Zdenko l'écouta avec ravissement, et lui dit en soupirant:

«Je t'aime beaucoup, ma soeur, beaucoup, beaucoup! Veux-tu que je

t'apprenne une autre chanson?

--Oui, celle du comte Albert, en allemand d'abord; tu me l'apprendras

après en bohémien.

--Comment commence-t-elle?» dit Zdenko en la regardant avec malice.

Consuelo commença l'air de la chanson de la veille:

«_Il y a là-bas, là-bas, une âme en travail et en peine...._»

«Oh! celle-là est d'hier; je ne la sais plus aujourd'hui, dit Zdenko en

l'interrompant.

--Eh bien! dis-moi celle d'aujourd'hui.

--Les premiers mots? Il faut me dire les premiers mots.

--Les premiers mots! les voici, tiens: Le comte Albert est là-bas, là-bas

dans la grotte de Schreckenstein....»

A peine eut-elle prononcé ces paroles que Zdenko changea tout à coup de

visage et d'attitude; ses yeux brillèrent d'indignation. Il fit trois pas

en arrière, éleva ses mains au-dessus de sa tête, comme pour maudire

Consuelo, et se mit à lui parler bohémien dans toute l'énergie de la

colère et de la menace.

Effrayée d'abord, mais voyant qu'il s'éloignait, Consuelo voulut le

rappeler et le suivre. Il se retourna avec fureur, et, ramassant une

énorme pierre qu'il parut soulever sans effort avec ses bras maigres et

débiles:

«Zdenko n'a jamais fait de mal à personne, s'écria-t-il en allemand;

Zdenko ne voudrait pas briser l'aile d'une pauvre mouche, et si un petit

enfant voulait le tuer, il se laisserait tuer par un petit enfant.

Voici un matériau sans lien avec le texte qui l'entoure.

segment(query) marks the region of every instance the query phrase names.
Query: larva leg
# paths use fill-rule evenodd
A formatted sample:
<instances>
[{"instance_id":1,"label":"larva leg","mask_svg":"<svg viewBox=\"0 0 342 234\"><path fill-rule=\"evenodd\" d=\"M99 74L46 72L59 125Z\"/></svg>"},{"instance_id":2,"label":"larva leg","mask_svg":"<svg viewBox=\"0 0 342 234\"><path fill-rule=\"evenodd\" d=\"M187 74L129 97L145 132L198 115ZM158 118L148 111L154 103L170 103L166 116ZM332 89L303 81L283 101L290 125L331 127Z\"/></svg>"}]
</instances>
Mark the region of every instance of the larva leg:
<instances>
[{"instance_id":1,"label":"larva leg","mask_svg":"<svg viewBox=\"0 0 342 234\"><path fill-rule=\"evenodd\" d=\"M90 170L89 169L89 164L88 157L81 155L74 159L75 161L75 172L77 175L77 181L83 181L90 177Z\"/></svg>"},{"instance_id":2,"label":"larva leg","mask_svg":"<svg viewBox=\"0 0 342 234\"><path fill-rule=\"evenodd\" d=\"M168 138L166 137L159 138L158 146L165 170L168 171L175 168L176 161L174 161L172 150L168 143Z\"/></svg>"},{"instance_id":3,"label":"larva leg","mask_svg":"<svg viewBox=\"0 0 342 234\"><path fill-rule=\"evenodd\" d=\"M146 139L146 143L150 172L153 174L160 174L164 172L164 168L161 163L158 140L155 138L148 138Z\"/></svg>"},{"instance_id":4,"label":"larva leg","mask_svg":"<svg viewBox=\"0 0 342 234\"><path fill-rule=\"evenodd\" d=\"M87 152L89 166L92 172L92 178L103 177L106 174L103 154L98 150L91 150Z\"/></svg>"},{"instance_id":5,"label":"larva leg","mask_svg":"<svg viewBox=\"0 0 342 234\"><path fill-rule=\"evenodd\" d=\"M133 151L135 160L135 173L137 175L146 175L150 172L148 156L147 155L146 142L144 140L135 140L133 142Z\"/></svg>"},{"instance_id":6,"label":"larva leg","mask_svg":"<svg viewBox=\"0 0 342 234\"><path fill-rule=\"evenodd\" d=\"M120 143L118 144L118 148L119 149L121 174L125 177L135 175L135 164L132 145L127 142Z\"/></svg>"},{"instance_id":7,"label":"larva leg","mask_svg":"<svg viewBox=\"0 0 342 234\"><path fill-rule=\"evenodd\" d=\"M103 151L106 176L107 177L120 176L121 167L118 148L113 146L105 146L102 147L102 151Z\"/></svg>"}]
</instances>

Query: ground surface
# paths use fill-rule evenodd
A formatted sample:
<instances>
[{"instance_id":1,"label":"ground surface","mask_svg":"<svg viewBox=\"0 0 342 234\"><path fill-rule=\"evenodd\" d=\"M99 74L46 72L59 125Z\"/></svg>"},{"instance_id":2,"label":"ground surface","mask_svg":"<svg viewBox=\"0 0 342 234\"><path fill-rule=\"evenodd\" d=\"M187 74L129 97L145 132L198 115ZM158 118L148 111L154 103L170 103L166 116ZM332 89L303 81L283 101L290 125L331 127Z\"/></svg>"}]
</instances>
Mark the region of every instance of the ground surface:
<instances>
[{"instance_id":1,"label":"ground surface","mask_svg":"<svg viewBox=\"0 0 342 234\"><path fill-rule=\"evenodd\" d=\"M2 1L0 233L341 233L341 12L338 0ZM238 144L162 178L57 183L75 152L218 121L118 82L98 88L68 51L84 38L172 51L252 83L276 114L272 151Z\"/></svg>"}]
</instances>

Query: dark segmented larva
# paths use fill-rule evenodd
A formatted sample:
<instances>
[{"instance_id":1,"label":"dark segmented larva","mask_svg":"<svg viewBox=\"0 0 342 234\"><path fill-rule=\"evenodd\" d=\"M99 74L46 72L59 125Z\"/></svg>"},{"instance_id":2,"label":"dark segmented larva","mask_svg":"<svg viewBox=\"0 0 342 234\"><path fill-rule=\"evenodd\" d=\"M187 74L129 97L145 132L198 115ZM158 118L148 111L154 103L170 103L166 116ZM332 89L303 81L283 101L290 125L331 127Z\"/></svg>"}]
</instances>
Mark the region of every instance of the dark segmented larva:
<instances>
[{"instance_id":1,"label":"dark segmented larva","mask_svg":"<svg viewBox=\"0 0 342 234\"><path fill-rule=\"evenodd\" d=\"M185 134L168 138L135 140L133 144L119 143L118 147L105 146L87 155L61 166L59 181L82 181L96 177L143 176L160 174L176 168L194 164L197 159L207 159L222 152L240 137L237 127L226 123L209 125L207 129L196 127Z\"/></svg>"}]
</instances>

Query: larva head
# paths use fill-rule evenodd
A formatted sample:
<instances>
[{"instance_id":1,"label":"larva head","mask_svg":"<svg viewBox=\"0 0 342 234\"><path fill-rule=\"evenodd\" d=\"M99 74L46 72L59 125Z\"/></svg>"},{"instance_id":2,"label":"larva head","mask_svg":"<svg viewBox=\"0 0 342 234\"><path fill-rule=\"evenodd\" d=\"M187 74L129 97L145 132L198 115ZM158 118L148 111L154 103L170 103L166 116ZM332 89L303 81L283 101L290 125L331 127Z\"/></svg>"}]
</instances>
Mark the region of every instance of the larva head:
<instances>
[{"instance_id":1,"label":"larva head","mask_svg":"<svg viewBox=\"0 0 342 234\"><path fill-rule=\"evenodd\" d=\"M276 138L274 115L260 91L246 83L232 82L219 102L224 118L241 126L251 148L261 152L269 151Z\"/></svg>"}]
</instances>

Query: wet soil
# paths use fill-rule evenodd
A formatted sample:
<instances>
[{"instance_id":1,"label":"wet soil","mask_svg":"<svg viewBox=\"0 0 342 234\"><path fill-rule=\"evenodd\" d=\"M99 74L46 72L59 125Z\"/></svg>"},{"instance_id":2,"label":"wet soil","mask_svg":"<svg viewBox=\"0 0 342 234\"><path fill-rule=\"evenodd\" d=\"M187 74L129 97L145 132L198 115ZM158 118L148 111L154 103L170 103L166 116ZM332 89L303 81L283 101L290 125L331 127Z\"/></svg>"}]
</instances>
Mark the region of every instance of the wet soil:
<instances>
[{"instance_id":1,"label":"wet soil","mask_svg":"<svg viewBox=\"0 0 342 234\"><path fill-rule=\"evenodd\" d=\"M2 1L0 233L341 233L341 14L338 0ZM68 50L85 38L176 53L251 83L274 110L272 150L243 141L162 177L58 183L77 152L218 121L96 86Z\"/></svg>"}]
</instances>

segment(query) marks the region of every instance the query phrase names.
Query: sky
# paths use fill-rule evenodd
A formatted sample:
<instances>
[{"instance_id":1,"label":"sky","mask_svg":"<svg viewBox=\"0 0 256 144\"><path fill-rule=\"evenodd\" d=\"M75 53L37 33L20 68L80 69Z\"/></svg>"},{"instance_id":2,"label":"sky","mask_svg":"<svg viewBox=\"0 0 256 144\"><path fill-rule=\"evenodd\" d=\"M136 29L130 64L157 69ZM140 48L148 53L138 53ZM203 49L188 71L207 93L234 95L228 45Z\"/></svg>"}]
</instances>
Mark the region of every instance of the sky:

Mais

si tu me regardes encore, si tu me dis un mot de plus, fille du mal,

menteuse, Autrichienne, Zdenko t'écrasera comme un ver de terre, dût-il

se jeter ensuite dans le torrent pour laver son corps et son âme du sang

humain répandu.»

Consuelo, épouvantée, prit la fuite, et rencontra au bas du sentier un

paysan qui, s'étonnant de la voir courir ainsi pâle et comme poursuivie,

lui demanda si elle avait rencontré un loup.

Consuelo, voulant savoir si Zdenko était sujet à des accès de démence

furieuse, lui dit qu'elle avait rencontré l'_innocent_, et qu'il l'avait

effrayée.

«Vous ne devez pas avoir peur de l'innocent, répondit le paysan en

souriant de ce qu'il prenait pour une pusillanimité de petite maîtresse.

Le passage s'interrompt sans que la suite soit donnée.